By Noah Haglund and Scott North Herald Writers
EVERETT — The Aaron Reardon era is expected to end for Snohomish County government at 5 p.m. today.
Reardon, 42, was in the office Thursday, keeping a low profile but speaking with television reporters.
“I’m probably the most thoroughly vetted candidate in the United States of America,” he told King 5. For months Reardon has refused interview requests from The Herald.
In keeping with the county charter, Deputy County Executive Gary Haakenson said he expects to take over after midnight Friday and will serve as acting executive until a new executive is appointed and sworn in. That could happen early next week.
Reardon was 33 when he first took county office in 2004, then the youngest county executive in the nation. He was re-elected to a third and final term in 2011, despite word that he was the focus of a Washington State Patrol investigation into his use of public money in pursuit of an extramarital affair with a county worker.
Reardon emerged from the investigation claiming he’d been exonerated after Island County’s prosecutor determined there was insufficient evidence to bring charges. The probe documented Reardon’s affair and also turned up evidence that Reardon used public resources in his campaign. The state Public Disclosure Commission is investigating.
On Feb. 21, Reardon used his 10th State of the County speech to announce he was stepping down. His prepared remarks were slim on details but full of blame. Reardon claimed political enemies had peppered him for years with what he called “false and scurrilous allegations.” The cost of defending himself from the attacks, he said, had just become too high.
Reardon’s resignation announcement came the day after the County Council voted unanimously to remove his authority over the county’s public records and computer system.
That happened as the council called for an independent investigation into evidence that two people on Reardon’s staff were behind a series of anonymous public records requests, attack websites and other activities targeting people considered the executive’s political rivals.
As The Herald reported Feb. 14, those on the receiving end believed they’d been subjected to attempts at harassment, surveillance and retaliation. A number of those targeted had cooperated with the patrol’s investigation. It is against the law to harass witnesses in criminal cases.

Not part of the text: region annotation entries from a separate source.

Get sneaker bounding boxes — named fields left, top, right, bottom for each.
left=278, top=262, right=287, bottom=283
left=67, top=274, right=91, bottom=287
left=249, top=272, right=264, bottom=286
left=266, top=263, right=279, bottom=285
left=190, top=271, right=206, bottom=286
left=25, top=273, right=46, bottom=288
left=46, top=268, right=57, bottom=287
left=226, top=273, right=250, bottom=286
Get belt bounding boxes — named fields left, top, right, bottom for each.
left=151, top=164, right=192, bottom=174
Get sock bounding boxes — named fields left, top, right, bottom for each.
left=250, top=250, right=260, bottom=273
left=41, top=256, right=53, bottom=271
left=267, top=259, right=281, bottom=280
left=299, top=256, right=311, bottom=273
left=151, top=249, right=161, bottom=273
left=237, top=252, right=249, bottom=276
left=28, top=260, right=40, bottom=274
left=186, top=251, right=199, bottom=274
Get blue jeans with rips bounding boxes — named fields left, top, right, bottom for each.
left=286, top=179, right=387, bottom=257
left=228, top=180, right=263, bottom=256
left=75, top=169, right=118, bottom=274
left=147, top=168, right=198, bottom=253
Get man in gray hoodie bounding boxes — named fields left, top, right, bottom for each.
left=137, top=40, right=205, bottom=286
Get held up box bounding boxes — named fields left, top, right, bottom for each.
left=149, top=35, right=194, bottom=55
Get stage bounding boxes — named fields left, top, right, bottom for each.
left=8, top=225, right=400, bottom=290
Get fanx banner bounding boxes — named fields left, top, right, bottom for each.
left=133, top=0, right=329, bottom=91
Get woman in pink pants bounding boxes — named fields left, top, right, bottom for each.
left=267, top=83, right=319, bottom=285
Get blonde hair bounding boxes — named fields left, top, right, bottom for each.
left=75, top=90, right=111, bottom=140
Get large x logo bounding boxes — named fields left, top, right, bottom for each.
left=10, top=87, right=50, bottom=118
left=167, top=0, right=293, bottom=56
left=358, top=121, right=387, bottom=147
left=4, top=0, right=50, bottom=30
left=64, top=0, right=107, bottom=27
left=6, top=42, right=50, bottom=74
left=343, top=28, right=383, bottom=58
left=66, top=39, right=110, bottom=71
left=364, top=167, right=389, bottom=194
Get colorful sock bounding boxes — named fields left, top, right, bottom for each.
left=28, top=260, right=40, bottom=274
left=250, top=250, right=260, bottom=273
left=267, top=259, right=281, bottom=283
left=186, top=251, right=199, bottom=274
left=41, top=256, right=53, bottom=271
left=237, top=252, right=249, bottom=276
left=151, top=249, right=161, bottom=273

The King County Sheriff’s Office is now investigating whether any laws were broken. Reardon’s legislative aide, Kevin Hulten, and his executive assistant, Jon Rudicil, were placed on administrative leave in March.
At least for now, Rudicil remains on the county payroll. Hulten resigned earlier this month after sexually explicit images, including homemade porn, were found on the hard drive of a county laptop computer he’d been assigned. The device, which was checked as part of the King County investigation, also contained “background check” files on County Council members, records show.

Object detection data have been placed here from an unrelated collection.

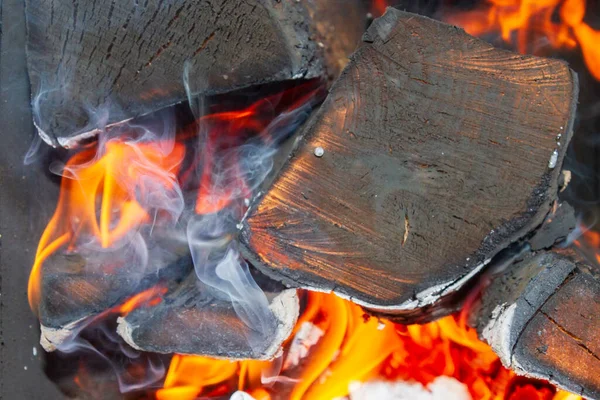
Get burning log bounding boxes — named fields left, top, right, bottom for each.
left=117, top=273, right=299, bottom=360
left=241, top=8, right=578, bottom=322
left=475, top=250, right=600, bottom=398
left=27, top=0, right=364, bottom=147
left=37, top=233, right=192, bottom=351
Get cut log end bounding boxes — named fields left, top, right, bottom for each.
left=26, top=0, right=365, bottom=147
left=241, top=8, right=578, bottom=314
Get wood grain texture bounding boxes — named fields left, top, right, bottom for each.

In his television interview, Reardon denied misusing any taxpayer money for campaigns or on an affair. He wasn’t asked to explain bills from his government phone showing hundreds of calls during business hours to his 2011 campaign staff and to people who contributed financially to his re-election effort.

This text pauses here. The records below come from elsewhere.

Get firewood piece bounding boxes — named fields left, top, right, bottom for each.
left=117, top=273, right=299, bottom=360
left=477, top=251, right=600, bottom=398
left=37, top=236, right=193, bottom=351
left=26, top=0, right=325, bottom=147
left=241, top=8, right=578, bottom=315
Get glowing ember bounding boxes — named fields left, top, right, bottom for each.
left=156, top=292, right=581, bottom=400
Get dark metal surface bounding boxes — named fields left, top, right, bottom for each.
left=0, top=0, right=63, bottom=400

Reardon was coy with the TV reporter about his future plans.
“I’m an elected official today, I’m a private citizen on Saturday,” he said. “I’m going to elect to keep that private.”
Reardon is a Democrat in a partisan elected office. In keeping with the law, Snohomish County Democrats on Saturday were scheduled to pick three nominees to replace him. The special caucus is open to the public, and is set for 10 a.m. to 1 p.m. in the Everett Labor Temple’s Warren Rush Hall, 2812 Lombard Ave., Everett.
The party’s central committee will forward the names to the County Council, which then has 60 days to agree on a successor. The council has scheduled public interviews with the nominees for 8:30 a.m. Monday.
Whomever is picked to follow Reardon will serve unchallenged at least into November 2014, when results are certified in a special election expected next year.
An election for a full, four-year term is expected in 2015.
The likely nominees are: Sheriff John Lovick of Mill Creek; state Rep. John McCoy, D-Tulalip; and Everett attorney Todd Nichols, a longtime Democratic Party leader at the state and county level.
Lovick is said to have locked up support from a majority of local Democrats. On Wednesday evening, he was the opening speaker at “Humanity not hatred,” gathering sponsored by the Snohomish County Human Rights Commission. Lovick told the crowd he was asked to stand in for Reardon at the event.